I tremble as I lay beneath him. He still has his forehead against my temple. Tears silently trickle from my eyes and onto the bed. The pain in my chest hurts worse than anything I’ve ever felt before. It hurts worse than when my mom and dad died. Worse than when I found Grant cheating on me. It feels like my heart will never be whole again.

I close my eyes and whimper when I feel Asher’s fingers on my cheek, wiping away my tears. His voice is hoarse when he continues to talk, breaking my heart and making me fear him all the more.

“The reason I’m so good at my job is because I used to hack into computers. I started when I was eight years old. I never came across a system I couldn’t break into. Anyway, I found the dating site you were using and broke into their database.
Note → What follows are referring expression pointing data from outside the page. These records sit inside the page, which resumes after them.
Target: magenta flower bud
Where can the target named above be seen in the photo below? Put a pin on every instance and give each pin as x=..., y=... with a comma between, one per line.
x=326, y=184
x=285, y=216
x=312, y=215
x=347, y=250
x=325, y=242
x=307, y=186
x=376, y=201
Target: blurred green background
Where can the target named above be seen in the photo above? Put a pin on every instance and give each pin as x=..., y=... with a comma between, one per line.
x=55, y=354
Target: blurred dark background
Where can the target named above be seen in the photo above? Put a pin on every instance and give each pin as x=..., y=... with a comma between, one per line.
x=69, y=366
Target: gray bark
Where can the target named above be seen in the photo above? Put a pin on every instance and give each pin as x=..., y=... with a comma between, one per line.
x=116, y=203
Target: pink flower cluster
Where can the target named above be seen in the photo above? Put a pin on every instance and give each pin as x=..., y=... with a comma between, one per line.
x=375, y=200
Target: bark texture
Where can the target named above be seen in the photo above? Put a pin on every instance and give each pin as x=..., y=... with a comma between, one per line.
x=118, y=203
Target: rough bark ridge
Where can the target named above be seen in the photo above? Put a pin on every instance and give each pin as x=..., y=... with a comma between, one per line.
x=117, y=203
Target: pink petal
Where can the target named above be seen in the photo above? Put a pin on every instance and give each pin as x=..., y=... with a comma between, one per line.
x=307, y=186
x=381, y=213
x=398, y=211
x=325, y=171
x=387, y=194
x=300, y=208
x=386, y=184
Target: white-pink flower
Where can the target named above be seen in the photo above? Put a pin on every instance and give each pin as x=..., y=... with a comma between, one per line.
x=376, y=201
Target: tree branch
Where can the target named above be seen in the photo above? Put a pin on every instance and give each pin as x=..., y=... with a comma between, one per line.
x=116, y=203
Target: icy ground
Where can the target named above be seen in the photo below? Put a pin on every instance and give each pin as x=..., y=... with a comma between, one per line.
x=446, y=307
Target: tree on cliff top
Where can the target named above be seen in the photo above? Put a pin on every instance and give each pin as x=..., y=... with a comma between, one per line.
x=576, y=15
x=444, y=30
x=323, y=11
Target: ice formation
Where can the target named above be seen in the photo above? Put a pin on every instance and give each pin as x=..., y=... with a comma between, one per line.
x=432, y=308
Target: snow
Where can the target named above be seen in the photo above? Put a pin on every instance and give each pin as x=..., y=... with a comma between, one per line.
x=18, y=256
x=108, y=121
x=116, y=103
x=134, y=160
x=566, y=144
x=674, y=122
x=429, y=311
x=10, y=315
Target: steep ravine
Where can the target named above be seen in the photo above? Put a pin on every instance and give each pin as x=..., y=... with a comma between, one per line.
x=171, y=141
All the dates you went on, I orchestrated because I knew they would turn out badly. To me, you were already mine, so I wasn’t going to allow some man to come in and take you away before I had a chance to move in myself.”

I flinch and try to hold back my sob, but it slips free. The more he reveals, the more pain I feel. I can’t handle much more before I completely break down. I focus my eyes on the vase of flowers on the nightstand and try to block out Asher’s voice, but he’s right there in my ear.

“The day you were supposed to meet Eric, I slashed his tires. When I found out you were having dinner with him, it took

everything in me to not put my fist through his face,” he says softly, but there’s a hard edge to his voice. “I couldn’t let him near you like that. The stars in his eyes when he talked about you… fuck, Poppy. He’s been my closest friend for years, but I swear I wanted to hurt him. I wanted to knock every thought of you from his mind. I hated myself for thinking like that, but I did. There’s nothing I wouldn’t do, nothing I wouldn’t give up to have you.”